I should also refer to the point raised by my hon. Friend in connection with the use of dried poultry waste as recycled animal protein. Our Veterinary Service has no evidence that this kind of material has transmitted salmonella infection. Indeed, the heat treatment required to extract moisture from the raw material gives a good measure of protection aganist harmful organisms. If my hon. Friend has any evidence—she used the phrase "very clear evidence"—I would be happy if she would pass it on to me.

I would now like to say something about the human health aspects. The House will be pleased to know that we have proposals to enable us to exercise compulsory control over an outbreak of salmonellosis in livestock as a precaution against the infection being passed on to humans. These proposals will take the form of a further new order—to be called the Zoonoses Order—which we hope to make in the next month or two.
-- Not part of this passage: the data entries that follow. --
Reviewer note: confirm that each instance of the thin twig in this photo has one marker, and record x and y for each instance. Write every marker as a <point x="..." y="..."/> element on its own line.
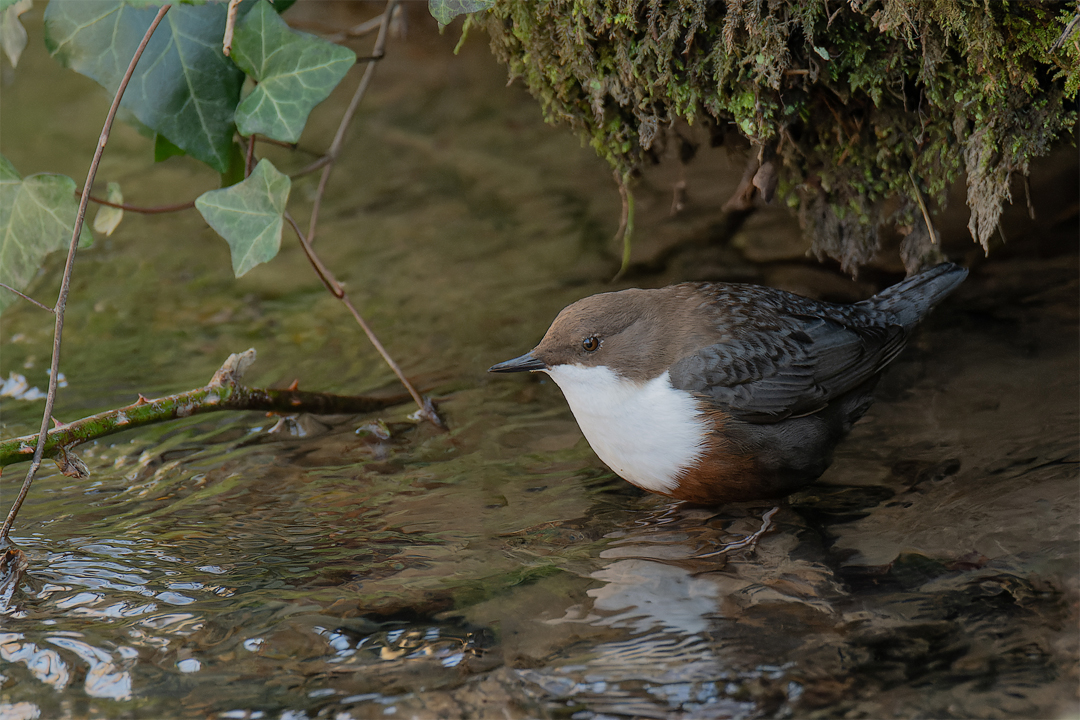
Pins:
<point x="335" y="148"/>
<point x="230" y="26"/>
<point x="66" y="283"/>
<point x="335" y="287"/>
<point x="250" y="162"/>
<point x="625" y="232"/>
<point x="26" y="297"/>
<point x="224" y="392"/>
<point x="1027" y="197"/>
<point x="356" y="30"/>
<point x="922" y="206"/>
<point x="1065" y="34"/>
<point x="145" y="211"/>
<point x="323" y="272"/>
It would enable us to investigate outbreaks; and we would be able to control the movement of livestock if, for example, it was considered that they should not go for slaughter for human consumption. We do not expect that this would often be necessary but, on the other hand, we regard the present state of affairs as quite unsatisfactory. This is because we cannot at present control the movement of livestock known to be infected with salmonellosis even if there is clearly a serious threat to human health. My hon. Friend referred to this state of affairs.

Although I have explained why we would not wish to make salmonellosis a notifiable disease, we are in fact considering, as part of our proposals, a procedure which would require diagnosed cases of salmonellosis in food animals to be reported to the Ministry's Veterinary Service. The difference here is that notification under the notifiable disease procedure depends on the observation of clinical symptoms in the animals, whilst our proposed reporting procedure would apply only after salmonella bacteria had been isolated from material sent to a laboratory.

A reporting procedure on these lines would improve considerably our knowledge of the epidemiology of the disease—its sources and methods of spread; and would improve our ability to advise on effective control measures. I think that my hon. Friend would agree that such a control measure would go a considerable way to meeting the points she made about the notification of the disease when it was obviously prevalent in a herd.

Perhaps I might say something more about the timetable for the Zoonoses Order. We circulated our proposals about a year ago. We had many interests to consult—including of course the farmers' unions and the poultry industry—and we had to deal with a number of problems arising from that democratic process. I am glad to say that those consultations are now almost complete and, as I have already said, we hope to make the new order very soon.

Let me sum up. The Government are in fact tackling the problem of salmonellosis. We do not consider that the right solution is to treat the disease in the same way as foot-and-mouth and other notifiable diseases. The plans we have in mind are control measures for animal protein in feedingstuffs; the reporting procedure I have outlined; the investigation of outbreaks; the identification of sources of infection and the methods of spread; and improved advice and control. All these steps, when implemented, should result in a better control of salmonellosis from the points of view of both human health and animal health.

I think that my hon. Friend would agree that if these are pursued urgently and implemented they would certainly very substantially improve the present unsatisfactory state of affairs with regard to this disease.

In conclusion, I thank my hon. Friend once again for raising this subject and for giving me the opportunity to explain the measures on which the Government are now working to control salmonellosis. As a result of her raising this matter and the debate tonight, I shall certainly do what I can to see that greater urgency is injected into the work we are doing on the control of this important disease.

Question put and agreed to.

Adjourned accordingly at twenty-eight minutes past Eleven o'clock.